Hi Mark,
I suppose it's fitting for you to report this regression which
has its roots in my attempt to fix another issue you reported.
https://epics.anl.gov/core-talk/2020/msg00050.php
db6e7c7a22b73f70a8b93e2aa4b6fa505e0218a6 was one of a series
of commits effecting this code and can't simply be reverted
in full. Copying in the original WIN32/osdSockAddrReuse.cpp
should do as a quick workaround.
https://github.com/epics-base/epics-base/blob/5064931aa6e54481832951b4f27a982c5003233d/modules/libcom/src/osi/os/WIN32/osdSockAddrReuse.cpp
The changes which cause this were made during the Feb. codeathon
at DLS. At the time I added a new unittest to osiSockTest which
checks the behavior of bind(), but doesn't actually send/receive
any traffic.
I would have liked to test this as well. The problem is that I
don't know of a portable way to send broadcast traffic through
the loopback. Using other interfaces would be a violation of
the usual practice of unittest isolation, as other hosts could
see this traffic.
Right now, I'm inclined towards doing this though. With a test
which sends legitimate CA search broadcasts on 5064 through all
interfaces with a random/invalid PV name.
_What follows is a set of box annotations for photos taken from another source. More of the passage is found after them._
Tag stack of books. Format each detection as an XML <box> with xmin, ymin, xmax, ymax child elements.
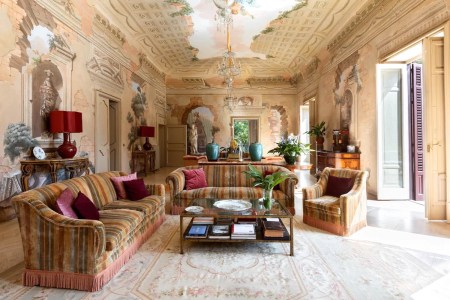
<box><xmin>262</xmin><ymin>218</ymin><xmax>286</xmax><ymax>238</ymax></box>
<box><xmin>231</xmin><ymin>224</ymin><xmax>256</xmax><ymax>240</ymax></box>
<box><xmin>208</xmin><ymin>225</ymin><xmax>230</xmax><ymax>240</ymax></box>
<box><xmin>186</xmin><ymin>225</ymin><xmax>209</xmax><ymax>239</ymax></box>
<box><xmin>192</xmin><ymin>217</ymin><xmax>214</xmax><ymax>225</ymax></box>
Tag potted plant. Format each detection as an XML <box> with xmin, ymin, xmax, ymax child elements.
<box><xmin>305</xmin><ymin>121</ymin><xmax>327</xmax><ymax>149</ymax></box>
<box><xmin>269</xmin><ymin>134</ymin><xmax>309</xmax><ymax>165</ymax></box>
<box><xmin>243</xmin><ymin>164</ymin><xmax>290</xmax><ymax>209</ymax></box>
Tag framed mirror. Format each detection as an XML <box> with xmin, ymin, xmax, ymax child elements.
<box><xmin>231</xmin><ymin>117</ymin><xmax>260</xmax><ymax>152</ymax></box>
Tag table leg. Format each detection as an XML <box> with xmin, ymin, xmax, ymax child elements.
<box><xmin>180</xmin><ymin>216</ymin><xmax>183</xmax><ymax>254</ymax></box>
<box><xmin>289</xmin><ymin>218</ymin><xmax>294</xmax><ymax>256</ymax></box>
I think the risk of adverse external effects would be minimal,
and the benefit of avoiding future regressions sufficient
to justify it.
On 6/18/20 8:37 PM, Johnson, Andrew N. via Core-talk wrote:
> Hi Mark,
>
> On Jun 18, 2020, at 9:39 PM, Mark Rivers via Core-talk <core-talk at aps.anl.gov <mailto:core-talk at aps.anl.gov>> wrote:
>>
>> I am writing to report a possible problem with base 7.0.4 on Windows.
>>
>> Today I updated EPICS on a Windows machine from base 7.0.3.1 to 7.0.4. This machine runs 3 EPICS IOCs; 2 are areaDetector camera IOCs and the third runs various serial and TCP devices.
>>
>> The behavior I observed was strange.
>>
>> - The first 2 IOCs to start worked fine, I could connect to them from Channel Access clients.
>>
>> - The third IOC started fine, and dbl showed all the PVs. However, I could not connect to them from any Channel Access client (medm ,caget, etc.)
>>
>> If I changed the order in which I started the IOCs it appears that the last IOC to start is the one that cannot connect with Channel Access.
>>
>> I rolled back to the 7.0.3.1 versions of the IOCs and they all connect fine.
>>
>> I cannot say that I have conclusively proved the above by starting the IOCs in all different orders, etc. But it looking like a problem.
>
> I just started 2 IOCs on windows-x64. I can connect to the first, but not to the second:
>
>> *tux% *caget 1:BaseVersion
>> 1:BaseVersion 7.0.4.1-DEV
>> *tux% *caget 2:BaseVersion
>> Channel connect timed out: '2:BaseVersion' not found.
>
> I tested this first on my Mac laptop and was able to connect to 6 IOCs with no problems, so this looks like it’s a Windows issue.
>
> It is often useful to see the output of running ‘casr 1’ which shows how the IOC has configured its network connections. This was casr on my first IOC:
>
>> epics> casr 1
>> Channel Access Server V4.13
>> No clients connected.
>> CAS-TCP server on 0.0.0.0:5064 with
>> CAS-UDP name server on 0.0.0.0:5064
>> Sending CAS-beacons to 1 address:
>> 164.54.11.255:5065
>
> This was the complete startup of my second IOC (while the first was still running):
>
>> C:\epics\base-7.0\bin\windows-x64>softIoc -x 2
>> dbLoadDatabase("C:\epics\base-7.0\bin\windows-x64\..\..\dbd\softIoc.dbd")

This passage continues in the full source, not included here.